Σμερδαλέον δὲ δέδορκεν, etc.

Now the Greeks were certainly sensitive to the expression of animal eyes—witness “cow-eyed” Hera, or the opprobrious epithet “dog-eyed”; altogether, the more we study what is left of their zoological researches, the more we realize what close observers they were in natural history. Aristotle, for instance, points out sexual differences in the feet of the crawfish which were overlooked up to a short time ago. And Hesiod also insists upon the dragon’s eyes. Yet it is significant that ophis, the snake, is derived, like drakon, from a root meaning nothing more than to perceive or regard. There is no connotation of ferocity in either of the words. Gesner long ago suspected that the dragon was so called simply from its keen or rapid perception.

One likes to search for some existing animal prototype of a fabled creature like this, seeing that to invent such things out of sheer nothing is a feat beyond human ingenuity—or, at least, beyond what the history of others of their kind leads us to expect. It may well be that the Homeric writer was acquainted with the Uromastix lizard that occurs in Asia Minor, and whoever has watched this beast, as I have done, cannot fail to have been impressed by its contemplative gestures, as if it were gazing intently (drakon) at something. It is, moreover, a “dweller in rocky places,” and more than this, a vegetarian—an “eater of poisonous herbs” as Homer somewhere calls his dragon. So Aristotle says: “When the dragon has eaten much fruit, he seeks the juice of the bitter lettuce; he has been seen to do this.”

Are we tracking the dragon to his lair? Is this the aboriginal beast? Not at all, I should say.
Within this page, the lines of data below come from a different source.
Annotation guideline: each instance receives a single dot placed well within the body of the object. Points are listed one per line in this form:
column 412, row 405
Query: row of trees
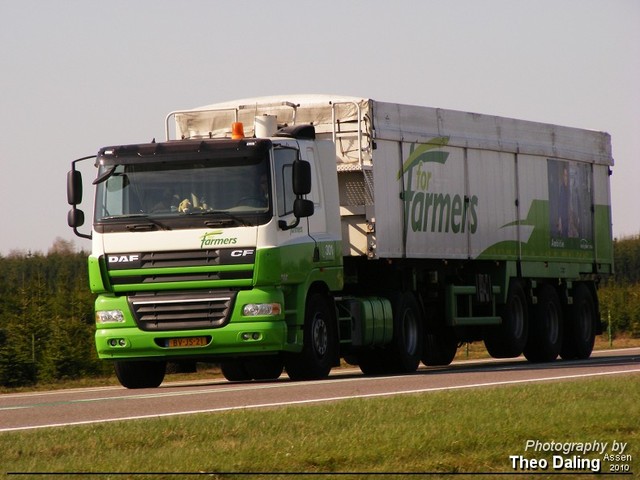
column 47, row 326
column 46, row 317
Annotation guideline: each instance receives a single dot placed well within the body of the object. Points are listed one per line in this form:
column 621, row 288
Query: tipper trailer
column 289, row 232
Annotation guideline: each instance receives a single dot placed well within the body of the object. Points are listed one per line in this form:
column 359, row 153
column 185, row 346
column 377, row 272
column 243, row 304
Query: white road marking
column 315, row 400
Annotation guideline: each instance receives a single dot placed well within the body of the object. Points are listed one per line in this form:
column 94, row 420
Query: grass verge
column 449, row 433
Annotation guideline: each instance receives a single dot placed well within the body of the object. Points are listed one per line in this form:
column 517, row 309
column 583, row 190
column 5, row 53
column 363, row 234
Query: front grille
column 209, row 267
column 161, row 312
column 182, row 277
column 191, row 258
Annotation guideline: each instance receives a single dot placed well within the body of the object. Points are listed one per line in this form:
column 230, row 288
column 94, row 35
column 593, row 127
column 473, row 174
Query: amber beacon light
column 237, row 131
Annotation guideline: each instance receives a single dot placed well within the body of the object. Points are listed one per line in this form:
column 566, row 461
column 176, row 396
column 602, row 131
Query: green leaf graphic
column 422, row 154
On the contrary, this is a mere side-issue, to follow which would lead us astray. The reptile-dragon was invented when men had begun to forget what the arch-dragon was; it is the product of a later stage—the materializing stage; that stage when humanity sought to explain, in naturalistic fashion, the obscure traditions of the past. We must delve still deeper. . . .

My own dragon theory is far-fetched—perhaps necessarily so, dragons being somewhat remote animals. The dragon, I hold, is the personification of the life within the earth—of that life which, being unknown and uncontrollable, is eo ipso hostile to man. Let me explain how this point is reached.

The animal which looks or regards. . . . Why—why an animal? Why not drakon = that which looks?

Now, what looks?

The eye.

This is the key to the understanding of the problem, the key to the subterranean dragon-world.

The conceit of fountains or sources of water being things that see (drakon)—that is, eyes—or bearing some resemblance to eyes, is common to many races. In Italy, for example, two springs in the inland sea near Taranto are called “Occhi”—eyes; Arabs speak of a watery fountain as an eye; the notion exists in England top—in the “Blentarn” of Cumberland, the blind tarn (tarn = a trickling of tears), which is “blind” because dry and waterless, and therefore lacking the bright lustre of the open eye.